Ricardo Tapilatu, University of Alabama Ph.D. student and lead scientist of the research team that conducted the study, noted that leatherback turtles “can migrate 7000 miles and travel through the territory of 20 countries, so this is a complex international problem. It is extremely difficult to comprehensively enforce fishing throughout the Pacific.”
Wibbels added “Only one hatchling out of 1000 makes it to adulthood, so taking out an adult… is essentially the same as killing 1,000 hatchlings.”
While beach management of leatherback turtle nesting sites can help maximize the number of turtles that hatch and make it back into the ocean, the low rate of survival to adulthood means that effective efforts to prevent incidental capture of or injury to adult turtles by commercial fishing operations around the world will be required to preserve the species.
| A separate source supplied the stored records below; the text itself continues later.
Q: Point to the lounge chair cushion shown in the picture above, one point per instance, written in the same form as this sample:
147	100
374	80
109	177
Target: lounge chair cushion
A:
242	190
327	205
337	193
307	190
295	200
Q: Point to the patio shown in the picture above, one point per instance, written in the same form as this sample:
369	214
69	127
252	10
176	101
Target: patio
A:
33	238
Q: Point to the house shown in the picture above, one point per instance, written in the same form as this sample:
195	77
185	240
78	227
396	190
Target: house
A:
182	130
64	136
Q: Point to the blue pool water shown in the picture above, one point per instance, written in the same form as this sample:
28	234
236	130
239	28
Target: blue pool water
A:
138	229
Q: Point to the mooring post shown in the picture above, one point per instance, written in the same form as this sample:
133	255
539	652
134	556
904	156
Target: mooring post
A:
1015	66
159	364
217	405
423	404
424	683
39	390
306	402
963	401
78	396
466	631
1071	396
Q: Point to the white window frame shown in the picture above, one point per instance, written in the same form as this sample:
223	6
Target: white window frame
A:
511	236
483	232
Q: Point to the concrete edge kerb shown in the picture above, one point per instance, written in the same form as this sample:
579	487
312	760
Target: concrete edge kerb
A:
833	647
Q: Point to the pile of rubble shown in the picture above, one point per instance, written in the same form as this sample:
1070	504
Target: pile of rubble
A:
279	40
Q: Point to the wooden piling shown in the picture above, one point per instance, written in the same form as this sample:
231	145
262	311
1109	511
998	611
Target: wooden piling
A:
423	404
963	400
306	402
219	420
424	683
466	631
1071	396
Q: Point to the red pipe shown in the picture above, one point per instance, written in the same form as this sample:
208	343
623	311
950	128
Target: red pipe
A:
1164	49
NOAA Fisheries says it has worked with the U.S. shrimp trawling industry to implement Turtle Excluder Devices (TEDs) and has instituted a number of regulations to help protect the leatherback from accidental capture and that importation into the U.S. of shrimp harvested by any means that adversely affects sea turtles has been prohibited since 1989. It is the western Pacific, however, where the largest populations of leatherback turtles exist, or once did, and it is the nations there that must ensure that the turtles are protected.